Virtualization of server resources—allowing corporate IT managers to consolidate workloads onto fewer machines—is the big technology wave sweeping the corporate data-center market. Waltham, MA-based Novell (NASDAQ: [[ticker:NOVL]]) is an important player in that market, but its products are focused around identity management (a legacy of the company’s original focus on server operating systems and directory services products), the Linux operating system (an area it entered with the acquisition of Ximian in 2003 and SUSE Linux in 2004), and workgroup collaboration tools (a focus bolstered by the company’s acquisition two weeks ago of Maynard, MA-based SiteScape). Now, eager to avoid being left behind in the virtualization race, Novell has acquired yet another company—Toronto-based PlateSpin, which makes workload management software for virtualized data centers.
The all-cash acquisition, which will cost Novell $205 million, is “a true milestone in Novell’s history” and “provides a critical piece in completing our commitment…to delivering the best IT management software for both physical and virtual environments,” Novel CEO Ron Hovsepian said in a telephone press conference this morning.
Stephen Pollack, CEO of PlateSpin, said the company offers three key technologies: a visual planning-and-analysis tool for managing data center resources, a workload management package that makes software jobs portable across virtual and physical servers, and a hardware appliance for disaster recovery with virtualized workloads. “IT executives consistently list optimizing, virtualizing, and controlling their heterogeneous IT environments as the core of what keeps them up at night,” Pollack said. “The reason I and the PlateSpin team are so excited about becoming part of Novell is that it already has a successful strategy in data center management, and now we can truly deliver the next-generation infrastructure for flexible data centers.”

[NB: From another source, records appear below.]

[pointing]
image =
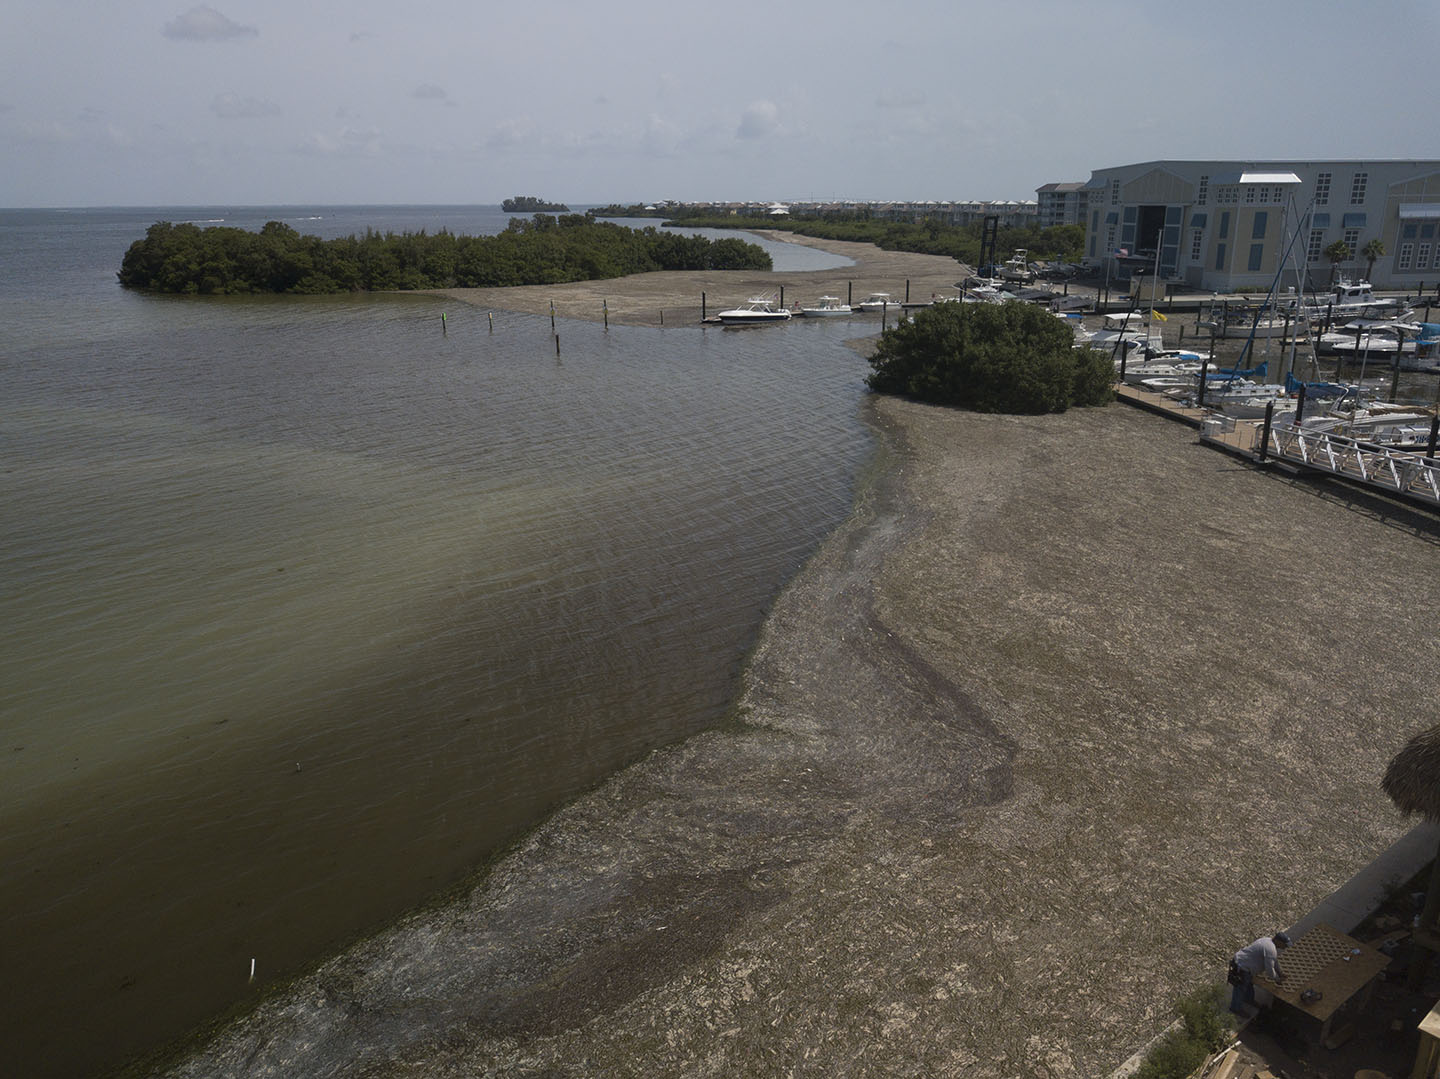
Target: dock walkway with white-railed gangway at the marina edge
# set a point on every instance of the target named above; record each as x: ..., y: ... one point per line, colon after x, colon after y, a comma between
x: 1402, y: 473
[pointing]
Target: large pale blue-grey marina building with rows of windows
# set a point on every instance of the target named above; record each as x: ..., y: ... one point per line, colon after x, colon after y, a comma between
x: 1229, y: 225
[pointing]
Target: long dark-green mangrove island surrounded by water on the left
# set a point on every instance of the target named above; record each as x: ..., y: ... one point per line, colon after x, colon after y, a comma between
x: 532, y: 251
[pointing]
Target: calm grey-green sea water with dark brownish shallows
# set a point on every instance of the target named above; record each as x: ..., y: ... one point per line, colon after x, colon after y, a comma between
x: 309, y: 606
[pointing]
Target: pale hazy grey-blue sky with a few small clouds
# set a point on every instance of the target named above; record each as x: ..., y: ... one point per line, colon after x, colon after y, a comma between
x: 257, y: 103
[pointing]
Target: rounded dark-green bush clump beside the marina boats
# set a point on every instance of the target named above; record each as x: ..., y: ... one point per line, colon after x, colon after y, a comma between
x: 991, y: 358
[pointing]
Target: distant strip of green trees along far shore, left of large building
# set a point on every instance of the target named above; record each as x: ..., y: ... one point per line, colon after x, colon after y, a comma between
x: 927, y: 237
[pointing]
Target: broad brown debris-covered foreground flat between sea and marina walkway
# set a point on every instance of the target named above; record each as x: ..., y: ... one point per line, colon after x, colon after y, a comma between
x: 1066, y: 712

Hovsepian said that with the PlateSpin acquisition Novell “will be in a unique position” to help customers manage and protect virtualized workloads, use resources more efficiently, cutting the cost of deploying new applications, and control the sprawl of applications that can run over virtualized systems.
Bringing in PlateSpin could help keep Novell competitive as a growing number of enterprise software companies offer either virtualization systems (including VMware, Microsoft, Oracle, Citrix, Virtual Iron, SWsoft, Qumranet) or software for managing workloads on virtualized systems (including Incipient, Vkernel, AutoVirt, GlassHouse, to name just a few local entrants). A venture-backed startup founded in 2003, PlateSpin has about 220 employees in the Toronto area. Its investors included Insight Venture Partners, OpenView Venture Partners, CastleHill Ventures, Covington Capital, Skylon Capital, and Four Quarters.